Formado pela Faculdade de Medicina da Universidade Federal da Bahia, em 1968, onde foi ativo militante do movimento estudantil. Após a graduação, ingressou na Fundação SESP (Serviço Social de Saúde Pública), tendo exercido diversas funções e trabalhado nos mais diversos municípios da Bahia, num contato direto com a realidade social brasileira.

Na década de 1970, Hermógenes foi diretor do Centro de Treinamento da Secretaria de Saúde da Bahia, assumindo o cargo de Secretário de maio de 1978 a março de 1979 no governo de Roberto Santos.

Já no início dos anos 1980 muda-se para Brasília, e passa a ter uma importante atuação no Ministério da Saúde e nas discussões sobre os rumos do sistema de saúde, atuando diretamente já na 7ª Conferência Nacional de Saúde, realizada nesse mesmo ano.

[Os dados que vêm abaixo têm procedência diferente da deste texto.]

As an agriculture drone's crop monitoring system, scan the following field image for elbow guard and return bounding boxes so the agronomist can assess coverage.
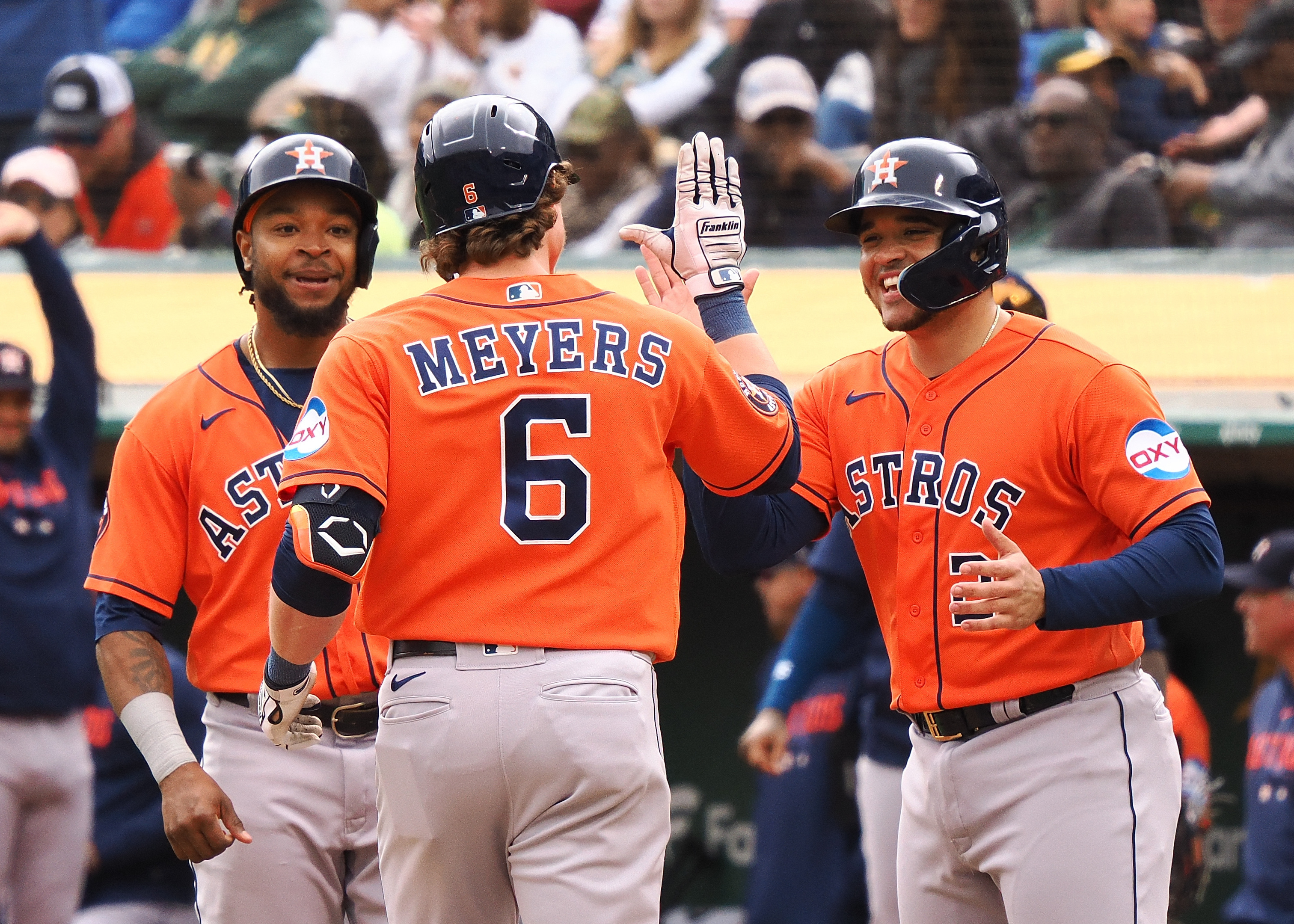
[288,484,382,583]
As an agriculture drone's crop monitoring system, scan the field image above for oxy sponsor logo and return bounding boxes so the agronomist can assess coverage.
[507,282,543,302]
[1123,417,1190,481]
[696,216,742,237]
[283,397,327,462]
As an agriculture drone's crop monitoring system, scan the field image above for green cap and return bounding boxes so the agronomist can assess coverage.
[561,87,638,145]
[1038,29,1118,74]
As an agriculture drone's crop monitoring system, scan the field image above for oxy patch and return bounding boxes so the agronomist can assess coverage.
[283,397,327,462]
[1123,417,1190,481]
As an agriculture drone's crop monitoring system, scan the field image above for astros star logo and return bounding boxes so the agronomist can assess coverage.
[283,140,332,173]
[867,150,907,193]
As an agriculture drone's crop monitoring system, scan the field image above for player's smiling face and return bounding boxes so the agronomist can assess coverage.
[238,183,360,312]
[858,206,954,330]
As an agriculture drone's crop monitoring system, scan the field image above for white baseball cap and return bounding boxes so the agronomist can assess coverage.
[0,148,80,199]
[735,54,818,121]
[36,54,134,136]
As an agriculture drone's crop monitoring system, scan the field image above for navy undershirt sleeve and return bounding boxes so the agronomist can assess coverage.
[95,593,166,642]
[1038,503,1223,631]
[760,575,871,713]
[270,523,351,619]
[683,463,827,575]
[745,373,800,495]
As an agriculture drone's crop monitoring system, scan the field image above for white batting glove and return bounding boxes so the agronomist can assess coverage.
[620,132,745,298]
[256,664,324,751]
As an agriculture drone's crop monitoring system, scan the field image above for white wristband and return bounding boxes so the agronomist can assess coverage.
[122,692,198,783]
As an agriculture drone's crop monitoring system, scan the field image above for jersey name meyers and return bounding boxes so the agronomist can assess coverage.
[841,449,1025,530]
[404,318,673,396]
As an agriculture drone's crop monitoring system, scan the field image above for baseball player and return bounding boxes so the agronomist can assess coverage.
[685,139,1222,924]
[86,135,388,924]
[249,96,798,924]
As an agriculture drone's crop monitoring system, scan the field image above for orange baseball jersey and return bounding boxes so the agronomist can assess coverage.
[86,344,388,700]
[795,314,1208,713]
[281,274,793,660]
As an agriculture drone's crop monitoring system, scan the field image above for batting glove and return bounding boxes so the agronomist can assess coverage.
[620,132,745,298]
[256,664,324,751]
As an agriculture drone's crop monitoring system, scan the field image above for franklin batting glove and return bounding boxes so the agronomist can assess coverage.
[620,132,745,298]
[256,664,324,751]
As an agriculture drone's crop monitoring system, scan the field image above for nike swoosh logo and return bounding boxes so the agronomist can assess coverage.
[202,408,233,429]
[845,390,885,404]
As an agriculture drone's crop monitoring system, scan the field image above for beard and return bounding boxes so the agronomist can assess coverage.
[252,261,355,337]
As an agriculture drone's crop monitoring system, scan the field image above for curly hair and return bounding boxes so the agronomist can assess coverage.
[422,160,579,282]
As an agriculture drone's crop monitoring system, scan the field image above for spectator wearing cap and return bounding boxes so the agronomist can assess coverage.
[1083,0,1208,154]
[0,0,104,162]
[735,56,853,247]
[680,0,886,137]
[125,0,327,154]
[1223,529,1294,924]
[0,202,98,924]
[36,54,180,250]
[598,0,727,135]
[872,0,1020,142]
[1165,0,1294,247]
[560,87,659,258]
[1007,78,1170,250]
[949,29,1136,198]
[0,148,80,249]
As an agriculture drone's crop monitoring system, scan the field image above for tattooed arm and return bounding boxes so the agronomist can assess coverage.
[96,630,251,863]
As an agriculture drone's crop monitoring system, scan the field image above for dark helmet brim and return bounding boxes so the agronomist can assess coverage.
[824,193,979,237]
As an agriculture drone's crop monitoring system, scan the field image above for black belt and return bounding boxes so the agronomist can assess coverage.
[216,694,378,737]
[391,638,458,661]
[903,683,1074,741]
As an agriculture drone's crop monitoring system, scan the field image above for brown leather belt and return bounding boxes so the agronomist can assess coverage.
[215,692,378,737]
[903,683,1074,741]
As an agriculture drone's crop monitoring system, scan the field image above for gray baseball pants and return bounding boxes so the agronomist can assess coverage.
[0,711,95,924]
[898,662,1181,924]
[194,695,387,924]
[378,645,669,924]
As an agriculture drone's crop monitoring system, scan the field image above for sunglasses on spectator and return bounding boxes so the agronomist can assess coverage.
[1020,113,1083,132]
[4,188,57,212]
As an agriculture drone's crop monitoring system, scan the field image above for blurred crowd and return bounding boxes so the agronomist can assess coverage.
[0,0,1294,258]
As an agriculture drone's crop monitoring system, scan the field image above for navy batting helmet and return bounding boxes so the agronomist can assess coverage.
[413,96,561,237]
[827,139,1007,311]
[234,135,378,289]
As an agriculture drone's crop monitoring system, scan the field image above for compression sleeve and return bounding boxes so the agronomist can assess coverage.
[683,462,827,575]
[95,593,166,642]
[270,523,351,619]
[745,373,800,495]
[1038,503,1223,630]
[760,575,871,714]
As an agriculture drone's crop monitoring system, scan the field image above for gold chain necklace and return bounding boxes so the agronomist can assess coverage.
[247,326,303,410]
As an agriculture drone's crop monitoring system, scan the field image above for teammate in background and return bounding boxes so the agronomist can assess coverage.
[739,514,912,924]
[253,96,798,924]
[86,135,387,924]
[0,202,98,924]
[72,646,207,924]
[685,139,1222,924]
[1223,529,1294,924]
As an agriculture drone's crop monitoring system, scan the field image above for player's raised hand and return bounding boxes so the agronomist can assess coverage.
[160,762,251,863]
[620,132,745,295]
[736,708,791,775]
[950,520,1047,631]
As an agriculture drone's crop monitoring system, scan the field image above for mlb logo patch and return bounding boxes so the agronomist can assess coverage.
[507,282,543,302]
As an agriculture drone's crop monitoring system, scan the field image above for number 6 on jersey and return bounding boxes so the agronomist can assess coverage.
[499,395,590,545]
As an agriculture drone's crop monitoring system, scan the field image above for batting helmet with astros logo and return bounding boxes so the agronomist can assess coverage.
[414,96,561,237]
[827,139,1007,311]
[233,135,378,289]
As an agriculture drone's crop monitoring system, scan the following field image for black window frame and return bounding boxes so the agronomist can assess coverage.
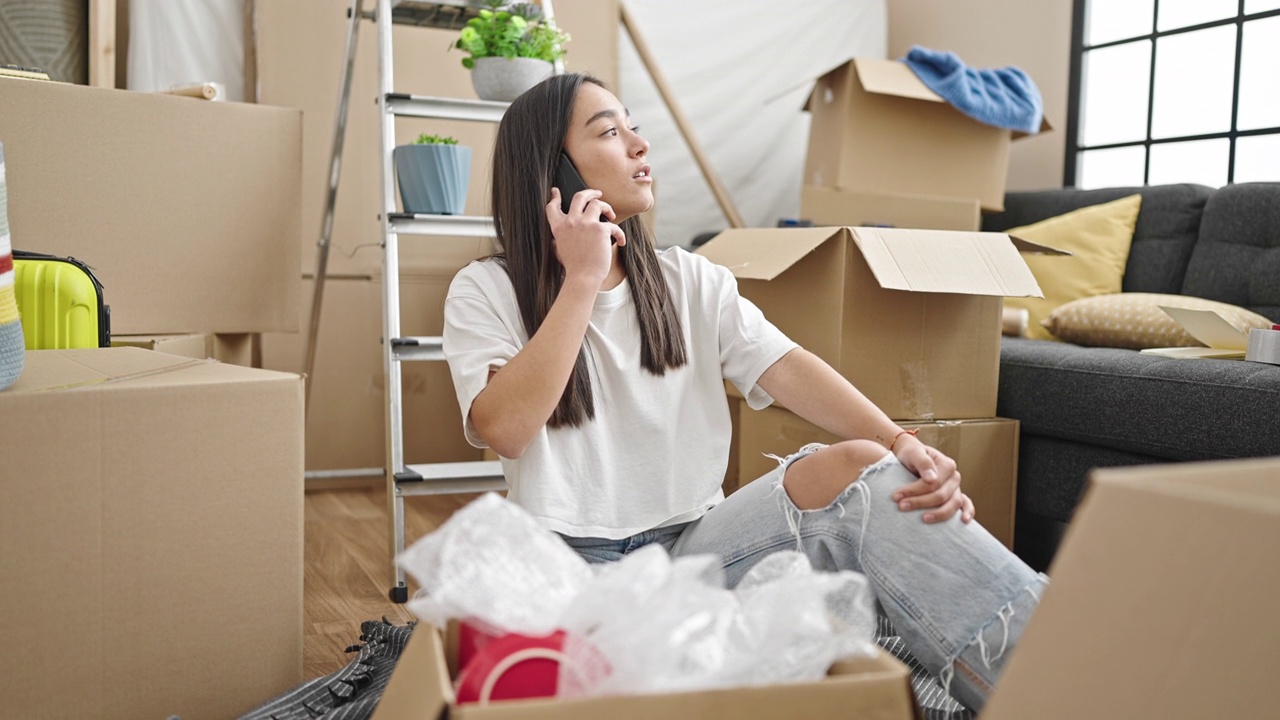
[1062,0,1280,187]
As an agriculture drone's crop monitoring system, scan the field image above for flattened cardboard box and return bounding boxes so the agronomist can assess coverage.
[374,623,919,720]
[0,347,302,720]
[804,58,1051,210]
[737,404,1020,548]
[982,457,1280,720]
[0,78,302,334]
[698,228,1047,420]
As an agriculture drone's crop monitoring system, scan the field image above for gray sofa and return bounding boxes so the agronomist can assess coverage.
[983,183,1280,569]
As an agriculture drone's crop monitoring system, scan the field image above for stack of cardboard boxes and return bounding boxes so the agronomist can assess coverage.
[700,59,1039,547]
[0,78,303,717]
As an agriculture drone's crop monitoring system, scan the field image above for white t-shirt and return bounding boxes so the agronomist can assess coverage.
[444,243,797,539]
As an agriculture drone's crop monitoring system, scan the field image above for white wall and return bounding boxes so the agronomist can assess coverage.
[888,0,1071,190]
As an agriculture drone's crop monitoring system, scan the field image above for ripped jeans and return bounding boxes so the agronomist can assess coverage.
[564,445,1048,712]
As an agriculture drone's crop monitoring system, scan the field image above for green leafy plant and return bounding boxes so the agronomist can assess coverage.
[413,132,458,145]
[453,0,570,69]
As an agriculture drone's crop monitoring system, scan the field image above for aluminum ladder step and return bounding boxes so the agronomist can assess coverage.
[396,460,507,496]
[392,336,444,360]
[387,213,497,237]
[387,92,511,123]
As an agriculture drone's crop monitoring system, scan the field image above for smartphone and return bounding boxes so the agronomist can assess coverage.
[556,150,617,234]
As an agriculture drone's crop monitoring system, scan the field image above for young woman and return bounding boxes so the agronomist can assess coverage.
[444,74,1047,710]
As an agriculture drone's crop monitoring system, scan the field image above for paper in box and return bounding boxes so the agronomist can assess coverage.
[804,58,1050,210]
[698,227,1046,420]
[0,347,303,720]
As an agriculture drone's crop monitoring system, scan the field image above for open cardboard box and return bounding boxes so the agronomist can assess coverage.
[374,457,1280,720]
[698,227,1056,420]
[374,624,919,720]
[982,457,1280,720]
[804,58,1051,210]
[800,184,982,231]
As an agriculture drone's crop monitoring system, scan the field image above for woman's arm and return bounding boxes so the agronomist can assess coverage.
[471,188,626,459]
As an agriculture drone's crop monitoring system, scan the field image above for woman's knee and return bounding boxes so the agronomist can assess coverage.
[782,439,888,510]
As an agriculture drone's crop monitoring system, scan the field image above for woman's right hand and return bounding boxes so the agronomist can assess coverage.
[547,187,627,282]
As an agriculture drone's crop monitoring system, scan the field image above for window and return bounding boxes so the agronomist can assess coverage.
[1064,0,1280,188]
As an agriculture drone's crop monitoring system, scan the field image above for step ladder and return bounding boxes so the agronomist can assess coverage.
[306,0,559,602]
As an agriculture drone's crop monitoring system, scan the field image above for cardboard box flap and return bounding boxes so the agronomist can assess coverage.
[1160,305,1249,352]
[1009,236,1075,255]
[698,228,844,281]
[850,228,1043,297]
[854,58,946,102]
[374,623,453,720]
[1105,457,1280,507]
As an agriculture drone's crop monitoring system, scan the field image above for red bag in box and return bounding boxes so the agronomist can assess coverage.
[457,623,564,703]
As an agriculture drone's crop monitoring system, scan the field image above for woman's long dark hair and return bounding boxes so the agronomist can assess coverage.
[493,74,686,428]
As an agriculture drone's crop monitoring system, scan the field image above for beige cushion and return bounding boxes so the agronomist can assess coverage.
[1042,292,1271,350]
[1005,195,1142,340]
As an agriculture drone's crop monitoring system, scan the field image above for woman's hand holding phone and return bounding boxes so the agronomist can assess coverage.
[547,187,627,282]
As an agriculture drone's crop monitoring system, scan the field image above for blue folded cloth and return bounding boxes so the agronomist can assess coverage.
[902,45,1044,135]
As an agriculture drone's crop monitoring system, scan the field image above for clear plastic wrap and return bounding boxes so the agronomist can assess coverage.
[398,493,591,635]
[401,495,876,697]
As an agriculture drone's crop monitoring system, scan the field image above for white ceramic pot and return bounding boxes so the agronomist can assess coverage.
[471,58,553,102]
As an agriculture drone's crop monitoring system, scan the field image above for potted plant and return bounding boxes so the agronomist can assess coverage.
[392,135,471,215]
[454,0,570,102]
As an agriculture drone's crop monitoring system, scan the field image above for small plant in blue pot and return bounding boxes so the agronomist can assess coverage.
[393,135,471,215]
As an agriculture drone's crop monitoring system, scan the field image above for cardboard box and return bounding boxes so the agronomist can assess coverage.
[374,623,919,720]
[253,0,620,274]
[982,457,1280,720]
[0,78,302,334]
[262,238,488,470]
[739,406,1019,548]
[804,58,1050,210]
[0,347,302,720]
[800,184,982,231]
[698,222,1041,420]
[111,333,261,368]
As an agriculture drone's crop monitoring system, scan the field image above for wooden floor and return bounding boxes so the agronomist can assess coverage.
[302,488,476,680]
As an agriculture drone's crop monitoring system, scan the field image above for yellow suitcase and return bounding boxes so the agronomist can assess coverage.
[13,250,111,350]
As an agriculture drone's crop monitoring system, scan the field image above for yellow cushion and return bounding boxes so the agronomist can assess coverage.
[1005,195,1142,340]
[1044,292,1271,350]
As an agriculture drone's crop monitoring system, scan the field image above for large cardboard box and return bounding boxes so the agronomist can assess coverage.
[0,347,302,720]
[982,457,1280,720]
[804,58,1050,210]
[800,184,982,231]
[253,0,620,275]
[374,623,919,720]
[739,405,1019,548]
[111,333,261,368]
[698,228,1041,420]
[0,78,302,334]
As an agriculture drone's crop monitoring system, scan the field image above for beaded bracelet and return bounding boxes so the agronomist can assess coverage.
[888,428,920,452]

Em diálogo com sindicatos da categoria médica e organizações do movimento sanitário, foi um dos grandes articuladores das novas ideias que vislumbravam a superação do modelo de assistência previdenciário para um sistema universal, marcado pela ciência, pelo conhecimento das necessidades dos cidadãos e da cidadania, então debatido nas universidades e movimentos sociais, fazendo tais ideais circularem pela burocracia de Brasília.

Em 1985, presidiu a Fundação Sesp e no ano seguinte secretária Geral do Ministério da Saúde, com papel central na organização da 8ª Conferência Nacional de Saúde. Por recomendação da Conferência, foi iniciado o processo de Reforma Sanitária, tendo Hermógenes como o Coordenador da Comissão Nacional, e em intenso diálogo com Sérgio Arouca, Arlindo Fábio e Hesio Cordeiro, entre outros e, juntos, construíram a redação do capítulo da Seguridade Social, que marca a criação do SUS.

Após o governo Sarney, voltou para Bahia, compondo o Conselho Regional de Medicina da Bahia e tendo assumido a presidência da Bahiafarma – empresa de medicamentos do governo da Bahia.

Na década de 1990 volta à Brasília para ser o nº 2 do MS na gestão do ministro Jamil Haddad, na qual Hermógenes se destacou criando as condições para a política dos medicamentos genéricos, se seria implantada pela lei 9.787, de 1999. Retornou ao Ministério em 2002, quando assumiu a Secretaria de Ciência, Tecnologia e Insumos Estratégicos, permanecendo à frente da pasta até 2004.